PROBLEM TO BE SOLVED: To highly accurately detect and count microorganisms.SOLUTION: A water quality measuring apparatus 1 includes: a small capacity sample concentration part 2 for concentrating and collecting microorganisms included in sample water by a filtration film; a fluorescent labeling part 4a for combining fluorescent-labeled antibodies with microorganisms collected by the small capacity sample concentration part 2; and a measurement part 4b for detecting and counting the microorganisms by measuring fluorescent intensity by using an optical detector 43. The fluorescent labeling part 4a and the measurement part 4b are controlled always at the same temperature by a temperature control device 49. Since degradation of an SN ratio due to a change of the fluorescent intensity by the influence of an external temperature in measurement can be suppressed, the microorganisms can be highly accurately detected and counted.

Description

  The present invention relates to a water quality measuring device and a filtration unit for detecting and counting microorganisms contained in raw water such as environmental water such as rivers and lakes and treated water in each treatment process of water and sewage.

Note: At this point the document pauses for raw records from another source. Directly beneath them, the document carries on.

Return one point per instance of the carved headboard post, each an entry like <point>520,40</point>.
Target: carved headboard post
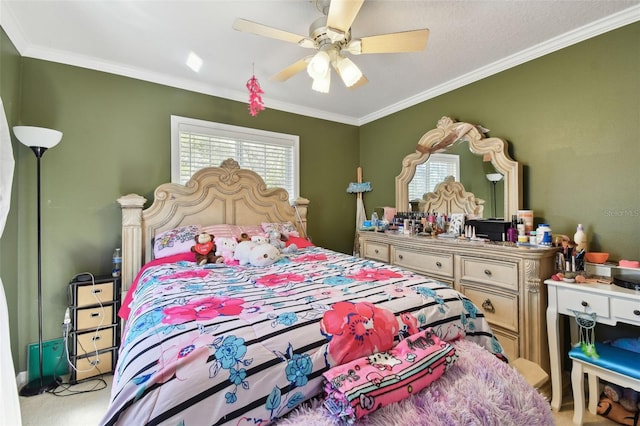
<point>131,205</point>
<point>301,205</point>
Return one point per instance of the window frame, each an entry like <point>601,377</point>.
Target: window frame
<point>181,124</point>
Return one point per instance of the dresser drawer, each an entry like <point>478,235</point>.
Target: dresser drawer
<point>423,261</point>
<point>500,309</point>
<point>503,274</point>
<point>626,309</point>
<point>93,317</point>
<point>83,343</point>
<point>94,364</point>
<point>376,251</point>
<point>86,290</point>
<point>570,300</point>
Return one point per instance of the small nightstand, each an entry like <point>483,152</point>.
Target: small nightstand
<point>95,333</point>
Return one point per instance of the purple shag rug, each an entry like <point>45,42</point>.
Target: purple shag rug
<point>478,389</point>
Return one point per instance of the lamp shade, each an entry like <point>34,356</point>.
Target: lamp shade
<point>318,65</point>
<point>37,136</point>
<point>322,84</point>
<point>349,72</point>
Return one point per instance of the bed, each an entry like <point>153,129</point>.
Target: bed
<point>230,344</point>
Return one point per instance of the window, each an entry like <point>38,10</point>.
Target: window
<point>196,144</point>
<point>432,172</point>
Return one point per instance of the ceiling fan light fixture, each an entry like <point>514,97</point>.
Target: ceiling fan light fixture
<point>349,72</point>
<point>319,65</point>
<point>322,84</point>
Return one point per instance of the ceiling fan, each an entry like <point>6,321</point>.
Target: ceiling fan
<point>330,36</point>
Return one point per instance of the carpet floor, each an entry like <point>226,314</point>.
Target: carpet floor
<point>84,407</point>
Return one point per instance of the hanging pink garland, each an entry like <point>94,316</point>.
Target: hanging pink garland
<point>255,100</point>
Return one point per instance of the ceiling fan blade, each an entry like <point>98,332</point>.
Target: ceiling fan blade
<point>291,70</point>
<point>407,41</point>
<point>263,30</point>
<point>342,13</point>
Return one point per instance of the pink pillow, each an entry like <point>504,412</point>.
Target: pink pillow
<point>174,241</point>
<point>285,228</point>
<point>299,242</point>
<point>356,330</point>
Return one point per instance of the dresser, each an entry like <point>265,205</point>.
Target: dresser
<point>610,303</point>
<point>95,327</point>
<point>505,281</point>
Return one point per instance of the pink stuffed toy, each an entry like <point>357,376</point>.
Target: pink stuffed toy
<point>226,247</point>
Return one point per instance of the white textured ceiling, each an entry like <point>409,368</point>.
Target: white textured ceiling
<point>151,40</point>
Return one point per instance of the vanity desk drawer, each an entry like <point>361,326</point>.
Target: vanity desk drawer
<point>495,273</point>
<point>570,300</point>
<point>500,309</point>
<point>427,262</point>
<point>626,310</point>
<point>376,251</point>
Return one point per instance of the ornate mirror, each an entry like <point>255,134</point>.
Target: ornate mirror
<point>450,133</point>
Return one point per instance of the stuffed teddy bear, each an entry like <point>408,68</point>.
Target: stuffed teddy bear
<point>226,247</point>
<point>205,249</point>
<point>249,252</point>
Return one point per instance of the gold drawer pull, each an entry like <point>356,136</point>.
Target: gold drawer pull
<point>488,306</point>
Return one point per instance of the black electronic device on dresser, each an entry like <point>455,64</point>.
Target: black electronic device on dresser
<point>95,326</point>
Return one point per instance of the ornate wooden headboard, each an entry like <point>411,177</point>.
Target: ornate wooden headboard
<point>213,195</point>
<point>450,197</point>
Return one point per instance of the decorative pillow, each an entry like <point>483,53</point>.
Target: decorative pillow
<point>174,241</point>
<point>222,230</point>
<point>285,228</point>
<point>357,330</point>
<point>231,231</point>
<point>299,242</point>
<point>365,384</point>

  In recent years, the occurrence of water-borne infectious diseases caused by protozoa such as Cryptosporidium, bacteria such as enterohemorrhagic Escherichia coli O157 and Legionella, and microorganisms such as viruses has become a major social problem. In order to prevent the occurrence of waterborne infections, it is important to monitor microorganisms in the water treatment process. Against this background, the patent applicant concentrates the microorganisms contained in the sample water by membrane filtration, collects the microorganisms captured on the membrane by passing the washing liquid through the filtration unit, and fluoresces the collected microorganisms. A water quality measuring device that binds labeled antibodies and detects and counts microorganisms using a fluorescence detector has been proposed (see Patent Document 1).

JP 2010-236861 A

  However, in the conventional water quality measuring device, the SN ratio deteriorates due to the change of the label (fluorescence) intensity of the microorganism due to the influence of the external temperature at the time of measurement, and the microorganism may not be detected and counted with high accuracy. Moreover, in the conventional water quality measuring apparatus, the sample water tank for storing the sample water and the cleaning water tank for storing the cleaning liquid are installed at a position lower than the filtration unit. For this reason, according to the conventional water quality measuring device, the pressure required during filtration increases, and the pressure applied to the membrane tends to fluctuate, so that the recovery rate of microorganisms tends to fluctuate. Further, according to the configuration of the conventional filtration unit, when the filtration membrane is reversely washed, the filtration membrane may be damaged or deformed by the washing pressure in the reverse direction to the normal time that occurs during the reverse washing.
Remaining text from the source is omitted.